• Balancing Icub 3438 749x388 © 2016 IIT 5101
  • IMG 3744 4373 749x388 © 2016 IIT 5103

As opposed to traditional robotic applications that require limited interaction and mobility, robots of the next generations will be required to physically interact with the environment and, on the long run, with humans. The dynamic interaction group activities aim at endowing humanoids with advanced action and physical interaction capabilities.
Our research is guided by two underpinning principles:

  • studies on human motor control are relevant for building better performing robots;
  • implementing humanoids contributes to better understanding the human motor control system.

Two different tools are at the basis of our research activities. On the one hand, iCub is the technological tool, which we contribute to develop. On the other hand, control theory is the theoretical toolset, which scientifically grounds the technological implementations.

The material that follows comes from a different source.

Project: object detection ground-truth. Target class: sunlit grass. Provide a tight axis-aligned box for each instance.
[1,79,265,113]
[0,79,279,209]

In the attempt to combine theoretical and technological development, our research activity produces sound theoretical results validated with dependable implementations on real robots. The main outcomes of our research activity are control principles, algorithms, technologies and implementations for compliant robot action and interaction. Our background is in engineering with strong competencies in physics, mathematics and computer science.


The dynamic interaction laboratory space hosts three research sub-groups: interaction modelling, estimation and control. Modelling deals with dynamic models of interaction, with the idea of simultaneously representing motion and forces. Estimation deals with the problem of accurate evaluation of those quantities that cannot be directly measured with sensors (e.g. internal forces). Control deals with the problem of controlling relevant interaction variables (e.g. exchanged forces). The group consists of about 10 researchers distributed on the three research topics. The laboratory includes one iCub, equipped with whole-body distributed tactile, inertial and force/torque sensing. Moreover, a Vicon system with force plates is available to conduct ground-truth inverse dynamics experiments in both humans and humanoids. 




Whole-body software development

The dynamic interaction control laboratory collaborates with Nikos Tsagarakis at the Advanced Robotics Department and Lorenzo Natale at the iCub facility on the topic of software development of whole-body motion control. Within the YARP software framework, they are developing software tools for modelling and controlling articulated rigid bodies.

iCub project

The dynamic interaction control laboratory collaborates with Lorenzo Natale and Giorgio Metta at the iCub facility on the development of the iCub humanoid. The focus is on aspects related to control including actuation, sensors, software, hardware and communication. The dynamic interaction control laboratory collaborates also with Luca Fiorio and Giorgio Metta at the iCub facility and with Nikos Tsagarakis on the topic of compliant actuation. Within this collaboration, the focus of my research activity is on building novel compliant actuators, which exploit a property of human muscles, nominally the ability to reject disturbances without explicitly resorting on feedback.


Analysing human biomechanics

The dynamic interaction control laboratory collaborates with with Bastien Berret at the University Paris-Sud on the topic of human biomechanical modelling. This research activity aims at understanding how the biomechanical properties of human muscles (e.g. variable compliance) influence and, in a sense simplify, the execution of complex control tasks.

Human force-motion tracking

The dynamic interaction control laboratory collaborates with Xsens Technologies B.V. on the topic of human whole-body dynamics estimation. This research focuses on building wearable devices for on-line estimating human whole-body dynamics from multiple sensor modalities (e.g. gyroscopes, accelerometers, force-platform and EMG). 

Whole-body identification

The dynamic interaction control laboratory collaborates with Alessandro Chiuso at the Università di Padova and with Lorenzo Rosasco at the Università di Genova on the topic of whole-body dynamics identification. This research aims at building dynamic models of articulated rigid body structures preserving properties (e.g. system passivity) which are fundamental for use of the identified models in synthesizing whole-body motion controllers.